Just how much religious property is out there anyway? Remarkably, we
simply do not know. In 1974, Atheist Madalyn Murray O'Hair published her
controversial book "Freedom Under Siege -- The Impact of Organized Religion
on Your Liberty and Your Pocketbook." After surveying the history of
attempts to tax, or even ascertain the extent of church wealth in the United
States, Murray was able to establish at least a few things about how much
money religious organizations had accumulated. In her chapter titled "Render
Not Unto Caesar," she noted:
"Item: The churches' total real estate wealth -- estimated between $80
billion and $103 billion -- exceeds the combined assets of the nation's ten
largest industrial corporations.
"Item: The churches' gross (nontaxable) revenue is greater than the
combined income, after taxes, of General Motors, American Telephone and
Telegraph, Standard Oil, Ford, Texaco and Sears, Roebuck.

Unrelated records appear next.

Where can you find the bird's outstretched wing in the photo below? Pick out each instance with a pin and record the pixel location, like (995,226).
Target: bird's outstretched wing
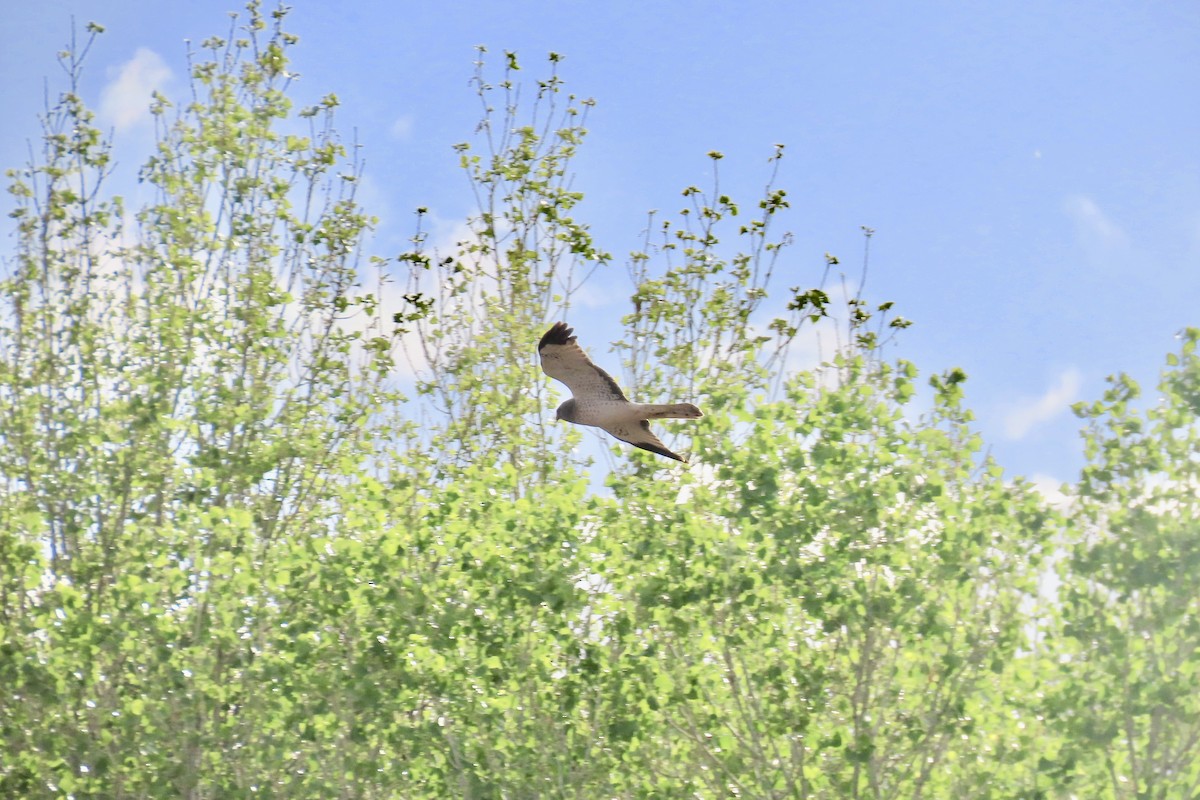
(564,360)
(639,434)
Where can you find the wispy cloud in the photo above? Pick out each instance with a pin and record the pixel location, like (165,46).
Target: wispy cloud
(402,127)
(1095,228)
(125,100)
(1030,413)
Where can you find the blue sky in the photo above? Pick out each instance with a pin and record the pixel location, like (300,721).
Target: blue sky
(1032,170)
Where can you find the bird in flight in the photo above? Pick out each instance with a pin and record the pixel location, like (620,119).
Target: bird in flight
(598,401)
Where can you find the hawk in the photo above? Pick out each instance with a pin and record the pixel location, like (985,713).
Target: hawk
(598,401)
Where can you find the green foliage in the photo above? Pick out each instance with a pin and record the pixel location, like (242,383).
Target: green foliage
(233,564)
(1126,687)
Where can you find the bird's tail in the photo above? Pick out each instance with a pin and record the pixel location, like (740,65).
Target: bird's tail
(670,411)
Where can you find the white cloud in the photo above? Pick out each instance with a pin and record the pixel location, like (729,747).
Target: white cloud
(1051,489)
(1029,413)
(125,100)
(402,127)
(1093,227)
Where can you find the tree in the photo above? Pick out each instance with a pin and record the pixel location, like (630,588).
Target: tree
(1125,692)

"Item: The Roman Catholic assets and real estate holdings in the United
States exceed the combined assets and holdings of Standard Oil, American
Telephone and Telegraph, and U.S. Steel.
"Item: Seven major Protestant denominations have combined assets estimated
at $160 billion and combined disbursements estimated at $22 billion a year --
second only to the assets and disbursement of the United States government."
Murray's book was essentially a "clip job," meaning that it was based
mostly on limited, public record sources of information She did reveal,
however, little tidbits such as the fact that the Catholic Church in New York
concealed assets under the corporate veil of "Angelus & Co."
Each year, religious groups earn billions of dollars from business
operations, stock dividends, rents and other income; in addition, they
receive billions more in local, state and federal to administer social
services (all the while taking the credit for such "faith based" religious
Either social services should be "de-religionized" in keeping with the
First Amendment mandate for state-church separation, or churches should pay
their fair share of the tax burden. Anything less leaves the Bishops and
other concerned "people of faith" hypocrites behind the collar.